HCMC – HCMC’s tax authority aims to collect VND800 trillion in domestic revenue in 2026, a record target that is 27.6% above the Government’s estimate and 29% higher than last year’s collection.
The target is part of the city’s goal of generating VND1 quadrillion in total budget revenue this year.
According to Giang Van Hien, deputy head of the HCMC Tax Department, the Government assigned the city a budget revenue target of VND627 trillion at the start of 2026, including VND587.5 trillion in domestic revenue excluding crude oil and VND39.5 trillion from crude oil.

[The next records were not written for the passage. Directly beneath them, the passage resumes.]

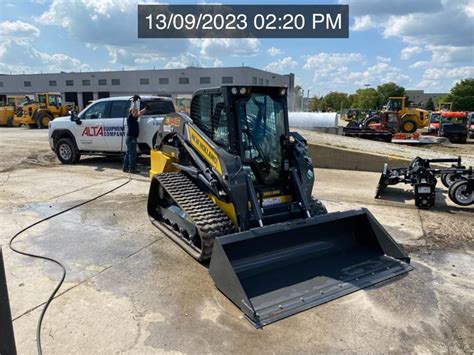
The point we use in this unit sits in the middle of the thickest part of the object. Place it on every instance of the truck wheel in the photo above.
(43, 119)
(408, 126)
(449, 179)
(66, 151)
(458, 193)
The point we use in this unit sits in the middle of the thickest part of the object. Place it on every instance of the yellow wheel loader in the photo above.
(7, 112)
(232, 186)
(411, 118)
(40, 112)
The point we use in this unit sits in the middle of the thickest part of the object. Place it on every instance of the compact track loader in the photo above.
(232, 186)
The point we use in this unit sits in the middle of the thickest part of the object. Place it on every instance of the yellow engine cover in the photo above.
(161, 163)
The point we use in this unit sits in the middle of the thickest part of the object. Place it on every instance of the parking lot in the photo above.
(129, 288)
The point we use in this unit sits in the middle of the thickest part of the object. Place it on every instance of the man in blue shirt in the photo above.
(133, 131)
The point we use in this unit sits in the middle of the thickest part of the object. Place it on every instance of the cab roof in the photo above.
(143, 97)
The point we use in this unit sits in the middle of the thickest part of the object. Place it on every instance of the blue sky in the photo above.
(420, 44)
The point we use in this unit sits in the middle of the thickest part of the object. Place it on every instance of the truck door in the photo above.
(114, 126)
(90, 133)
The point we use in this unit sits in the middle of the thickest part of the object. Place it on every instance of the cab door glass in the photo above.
(96, 112)
(53, 100)
(118, 109)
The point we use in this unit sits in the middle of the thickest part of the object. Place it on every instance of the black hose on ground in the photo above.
(51, 297)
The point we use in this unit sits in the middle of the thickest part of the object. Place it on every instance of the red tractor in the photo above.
(387, 127)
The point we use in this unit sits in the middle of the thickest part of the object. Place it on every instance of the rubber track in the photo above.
(209, 219)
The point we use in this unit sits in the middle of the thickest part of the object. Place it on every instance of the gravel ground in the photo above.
(445, 150)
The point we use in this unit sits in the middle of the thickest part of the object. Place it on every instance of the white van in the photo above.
(100, 128)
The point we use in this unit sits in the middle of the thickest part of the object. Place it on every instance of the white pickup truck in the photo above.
(100, 128)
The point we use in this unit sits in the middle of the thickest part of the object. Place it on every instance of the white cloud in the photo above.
(383, 59)
(18, 30)
(348, 71)
(441, 79)
(217, 63)
(451, 54)
(282, 66)
(409, 52)
(112, 19)
(20, 56)
(422, 28)
(469, 9)
(363, 23)
(383, 7)
(420, 64)
(212, 48)
(274, 51)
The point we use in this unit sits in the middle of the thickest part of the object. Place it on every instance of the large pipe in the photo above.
(311, 120)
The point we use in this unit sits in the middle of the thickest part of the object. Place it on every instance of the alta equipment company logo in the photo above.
(107, 131)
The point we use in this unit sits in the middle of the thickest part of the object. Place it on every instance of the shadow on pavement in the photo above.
(103, 163)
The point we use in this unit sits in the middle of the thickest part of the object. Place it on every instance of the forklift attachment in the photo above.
(276, 271)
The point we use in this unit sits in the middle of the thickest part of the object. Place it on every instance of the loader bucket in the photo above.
(276, 271)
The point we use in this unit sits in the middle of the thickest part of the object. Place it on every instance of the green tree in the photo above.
(384, 91)
(367, 98)
(298, 94)
(429, 105)
(462, 95)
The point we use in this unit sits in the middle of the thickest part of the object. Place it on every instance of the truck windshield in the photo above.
(159, 107)
(262, 121)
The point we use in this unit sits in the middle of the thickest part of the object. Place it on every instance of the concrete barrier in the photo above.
(330, 157)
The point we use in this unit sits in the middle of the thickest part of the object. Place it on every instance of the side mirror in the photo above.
(75, 117)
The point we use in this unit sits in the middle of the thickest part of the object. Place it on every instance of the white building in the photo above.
(85, 86)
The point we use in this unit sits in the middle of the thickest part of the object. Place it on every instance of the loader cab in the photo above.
(396, 104)
(250, 122)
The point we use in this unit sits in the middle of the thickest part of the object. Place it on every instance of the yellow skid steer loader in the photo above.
(232, 186)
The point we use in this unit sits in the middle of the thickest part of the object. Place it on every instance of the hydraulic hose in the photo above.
(53, 294)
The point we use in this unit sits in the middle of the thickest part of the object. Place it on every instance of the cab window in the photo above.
(54, 100)
(119, 109)
(96, 111)
(158, 107)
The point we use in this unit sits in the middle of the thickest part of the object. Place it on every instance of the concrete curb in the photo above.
(330, 157)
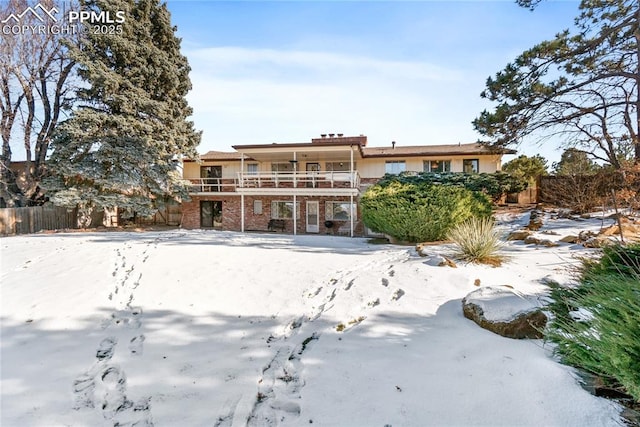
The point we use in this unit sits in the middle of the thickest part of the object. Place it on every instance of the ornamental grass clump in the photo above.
(477, 240)
(596, 324)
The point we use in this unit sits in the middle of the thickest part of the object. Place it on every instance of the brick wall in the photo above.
(231, 214)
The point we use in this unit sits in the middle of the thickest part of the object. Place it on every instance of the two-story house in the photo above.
(309, 187)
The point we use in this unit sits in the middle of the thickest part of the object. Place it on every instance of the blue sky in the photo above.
(404, 71)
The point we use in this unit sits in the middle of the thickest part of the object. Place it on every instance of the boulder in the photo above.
(535, 220)
(440, 261)
(569, 239)
(541, 242)
(502, 311)
(519, 235)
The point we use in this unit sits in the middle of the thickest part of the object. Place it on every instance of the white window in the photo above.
(395, 167)
(284, 210)
(338, 211)
(470, 166)
(437, 166)
(282, 167)
(339, 166)
(257, 207)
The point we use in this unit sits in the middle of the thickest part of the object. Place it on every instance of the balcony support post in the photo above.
(242, 212)
(295, 215)
(351, 213)
(352, 180)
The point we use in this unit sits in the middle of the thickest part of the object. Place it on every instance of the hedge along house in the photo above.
(310, 187)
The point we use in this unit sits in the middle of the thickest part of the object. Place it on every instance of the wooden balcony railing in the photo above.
(211, 185)
(320, 180)
(299, 180)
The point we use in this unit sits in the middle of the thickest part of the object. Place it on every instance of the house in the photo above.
(257, 186)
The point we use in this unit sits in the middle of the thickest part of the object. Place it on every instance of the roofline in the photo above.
(295, 144)
(442, 153)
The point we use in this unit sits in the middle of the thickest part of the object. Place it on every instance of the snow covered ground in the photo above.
(195, 328)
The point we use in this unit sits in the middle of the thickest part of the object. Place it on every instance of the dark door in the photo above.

Under a directive issued by the city government to support double-digit economic growth this year, the tax authority was assigned a higher domestic revenue target of VND800 trillion.
Revenue collection in the first five months of the year reached an estimated VND327.1 trillion, equal to 52.2% of the Government’s target and 40.9% of the city’s annual goal, according to the tax authority. The figure was nearly 25% higher than a year earlier.

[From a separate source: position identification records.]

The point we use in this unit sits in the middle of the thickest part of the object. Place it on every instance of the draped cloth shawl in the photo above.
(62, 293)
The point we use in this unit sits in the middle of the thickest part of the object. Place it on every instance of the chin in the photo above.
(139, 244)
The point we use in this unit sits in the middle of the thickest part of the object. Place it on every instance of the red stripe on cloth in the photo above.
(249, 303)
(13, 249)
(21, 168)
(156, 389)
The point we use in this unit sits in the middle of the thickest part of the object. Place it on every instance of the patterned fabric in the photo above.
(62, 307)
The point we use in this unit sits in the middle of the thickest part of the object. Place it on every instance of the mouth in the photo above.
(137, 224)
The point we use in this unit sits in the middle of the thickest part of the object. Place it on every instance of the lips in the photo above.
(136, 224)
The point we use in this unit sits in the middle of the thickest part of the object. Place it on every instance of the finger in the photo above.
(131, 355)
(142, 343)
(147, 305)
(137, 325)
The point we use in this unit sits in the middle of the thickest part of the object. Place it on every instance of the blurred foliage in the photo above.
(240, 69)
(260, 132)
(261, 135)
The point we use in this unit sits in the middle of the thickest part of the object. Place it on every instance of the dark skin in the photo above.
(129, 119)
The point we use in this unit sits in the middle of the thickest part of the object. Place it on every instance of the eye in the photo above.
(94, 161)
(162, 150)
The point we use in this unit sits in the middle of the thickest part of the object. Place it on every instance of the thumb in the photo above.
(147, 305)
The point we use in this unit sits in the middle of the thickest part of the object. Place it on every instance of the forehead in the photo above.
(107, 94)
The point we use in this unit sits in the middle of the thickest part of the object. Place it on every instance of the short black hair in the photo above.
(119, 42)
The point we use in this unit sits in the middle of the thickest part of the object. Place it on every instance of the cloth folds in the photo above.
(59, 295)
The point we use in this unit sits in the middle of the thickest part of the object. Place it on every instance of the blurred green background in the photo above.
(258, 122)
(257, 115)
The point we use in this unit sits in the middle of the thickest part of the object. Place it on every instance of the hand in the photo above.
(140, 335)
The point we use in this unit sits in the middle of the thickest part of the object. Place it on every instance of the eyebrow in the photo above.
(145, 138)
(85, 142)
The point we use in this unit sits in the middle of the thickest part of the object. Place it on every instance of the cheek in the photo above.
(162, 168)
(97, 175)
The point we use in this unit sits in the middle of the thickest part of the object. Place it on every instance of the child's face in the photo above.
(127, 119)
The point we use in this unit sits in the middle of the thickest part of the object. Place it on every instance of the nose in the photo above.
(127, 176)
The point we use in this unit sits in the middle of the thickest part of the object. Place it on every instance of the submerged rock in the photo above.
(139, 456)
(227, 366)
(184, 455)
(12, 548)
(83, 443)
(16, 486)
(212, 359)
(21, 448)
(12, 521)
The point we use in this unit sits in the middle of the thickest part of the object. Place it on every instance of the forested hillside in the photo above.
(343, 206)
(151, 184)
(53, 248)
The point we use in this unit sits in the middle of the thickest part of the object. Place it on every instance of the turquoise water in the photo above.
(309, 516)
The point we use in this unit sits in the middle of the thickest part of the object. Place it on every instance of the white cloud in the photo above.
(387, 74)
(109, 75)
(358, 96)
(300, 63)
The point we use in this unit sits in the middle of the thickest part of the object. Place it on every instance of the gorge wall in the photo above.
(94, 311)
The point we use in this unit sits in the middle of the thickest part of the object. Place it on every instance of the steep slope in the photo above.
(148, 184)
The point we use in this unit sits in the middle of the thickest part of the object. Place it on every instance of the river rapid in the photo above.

Domestic revenue excluding crude oil totaled more than VND305.3 trillion, up 26.3% year-on-year. Revenue from crude oil rose 8.4% to VND21.8 trillion.

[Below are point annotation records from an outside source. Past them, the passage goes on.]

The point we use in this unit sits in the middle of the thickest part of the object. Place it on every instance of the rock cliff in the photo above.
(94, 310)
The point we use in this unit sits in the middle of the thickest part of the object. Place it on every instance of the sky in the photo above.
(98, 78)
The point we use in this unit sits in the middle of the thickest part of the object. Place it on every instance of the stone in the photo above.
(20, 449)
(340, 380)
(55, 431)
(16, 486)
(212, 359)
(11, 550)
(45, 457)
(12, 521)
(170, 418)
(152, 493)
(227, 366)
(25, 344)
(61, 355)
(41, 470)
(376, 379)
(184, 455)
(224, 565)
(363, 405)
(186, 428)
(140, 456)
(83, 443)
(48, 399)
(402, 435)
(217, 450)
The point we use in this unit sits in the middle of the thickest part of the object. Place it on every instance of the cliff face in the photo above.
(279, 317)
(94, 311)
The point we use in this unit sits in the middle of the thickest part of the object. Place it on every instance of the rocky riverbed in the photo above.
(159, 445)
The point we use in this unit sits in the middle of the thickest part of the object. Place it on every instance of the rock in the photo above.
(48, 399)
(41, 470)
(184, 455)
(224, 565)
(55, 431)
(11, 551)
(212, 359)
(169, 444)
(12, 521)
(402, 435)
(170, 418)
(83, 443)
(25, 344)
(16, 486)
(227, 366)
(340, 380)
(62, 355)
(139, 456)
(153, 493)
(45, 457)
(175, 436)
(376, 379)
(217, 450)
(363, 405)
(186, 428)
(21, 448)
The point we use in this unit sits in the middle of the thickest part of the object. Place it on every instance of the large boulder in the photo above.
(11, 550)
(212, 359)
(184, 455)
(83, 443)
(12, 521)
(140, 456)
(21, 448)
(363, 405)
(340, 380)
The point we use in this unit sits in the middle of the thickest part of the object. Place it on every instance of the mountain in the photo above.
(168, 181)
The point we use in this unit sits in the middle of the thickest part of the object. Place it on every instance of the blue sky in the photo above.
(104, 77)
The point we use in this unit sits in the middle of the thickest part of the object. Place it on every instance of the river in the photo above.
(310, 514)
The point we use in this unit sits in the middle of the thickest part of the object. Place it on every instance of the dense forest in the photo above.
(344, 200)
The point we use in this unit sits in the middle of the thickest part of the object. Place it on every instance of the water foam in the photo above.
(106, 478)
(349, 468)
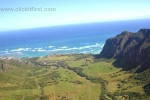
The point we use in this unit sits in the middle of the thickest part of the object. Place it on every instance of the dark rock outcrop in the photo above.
(129, 49)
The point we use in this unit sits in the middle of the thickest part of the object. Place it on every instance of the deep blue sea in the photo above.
(77, 38)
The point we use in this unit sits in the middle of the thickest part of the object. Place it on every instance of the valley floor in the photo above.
(67, 77)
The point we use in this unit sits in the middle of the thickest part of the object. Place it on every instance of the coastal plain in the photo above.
(65, 77)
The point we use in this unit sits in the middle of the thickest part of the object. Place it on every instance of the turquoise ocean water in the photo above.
(78, 38)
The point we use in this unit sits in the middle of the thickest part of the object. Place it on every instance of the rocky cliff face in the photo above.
(135, 47)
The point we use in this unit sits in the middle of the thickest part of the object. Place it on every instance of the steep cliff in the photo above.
(129, 49)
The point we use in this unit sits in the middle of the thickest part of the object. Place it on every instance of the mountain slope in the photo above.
(130, 49)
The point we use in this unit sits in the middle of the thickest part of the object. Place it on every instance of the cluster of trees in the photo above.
(131, 95)
(29, 84)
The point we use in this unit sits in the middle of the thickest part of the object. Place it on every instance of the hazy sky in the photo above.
(69, 12)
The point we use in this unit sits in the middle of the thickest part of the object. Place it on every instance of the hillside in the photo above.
(130, 49)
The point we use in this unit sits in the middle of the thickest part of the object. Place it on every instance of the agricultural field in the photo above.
(66, 77)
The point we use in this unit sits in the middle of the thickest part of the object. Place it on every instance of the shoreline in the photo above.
(56, 54)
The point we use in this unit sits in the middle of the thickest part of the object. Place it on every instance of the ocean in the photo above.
(64, 39)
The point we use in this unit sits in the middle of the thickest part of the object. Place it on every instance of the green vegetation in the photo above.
(70, 77)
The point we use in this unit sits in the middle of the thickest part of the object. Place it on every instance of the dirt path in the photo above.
(88, 84)
(37, 83)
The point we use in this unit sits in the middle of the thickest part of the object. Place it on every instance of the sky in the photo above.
(65, 12)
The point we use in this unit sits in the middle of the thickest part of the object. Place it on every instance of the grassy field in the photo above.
(79, 77)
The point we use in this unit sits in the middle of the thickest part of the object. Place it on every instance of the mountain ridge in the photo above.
(130, 49)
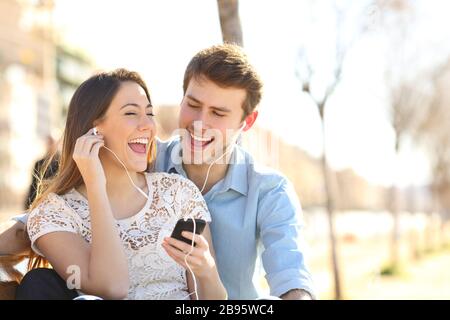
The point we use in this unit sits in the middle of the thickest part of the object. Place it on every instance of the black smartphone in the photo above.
(188, 225)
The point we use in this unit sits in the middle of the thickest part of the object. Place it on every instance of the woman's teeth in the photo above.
(139, 145)
(140, 140)
(200, 139)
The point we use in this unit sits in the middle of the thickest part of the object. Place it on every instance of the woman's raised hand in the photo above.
(86, 156)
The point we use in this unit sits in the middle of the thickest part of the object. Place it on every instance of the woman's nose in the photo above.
(146, 123)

The production and business sector remained the largest source of revenue, contributing nearly VND199 trillion, up 36.7% from the same period last year.
Revenue from land-use fees and land rentals reached VND22.4 trillion in the first five months, an increase of 64%.
The tax authority noted that economic recovery continued in HCMC despite challenges facing businesses. It also warned of risks that could affect revenue collection in the remaining months of the year.
The challenges come amid geopolitical tensions that have affected energy markets, logistics, and global supply chains. Shipping costs have risen two to three times, while prices of fuel, steel, and chemicals have increased by 30% to 70%, raising costs for businesses, according to the tax authority.
To meet its revenue target, the department plans to expand digital transformation and use big data to strengthen oversight of electronic invoices, prevent tax fraud, and curb transfer pricing. It also aims to improve tax declaration management and debt collection.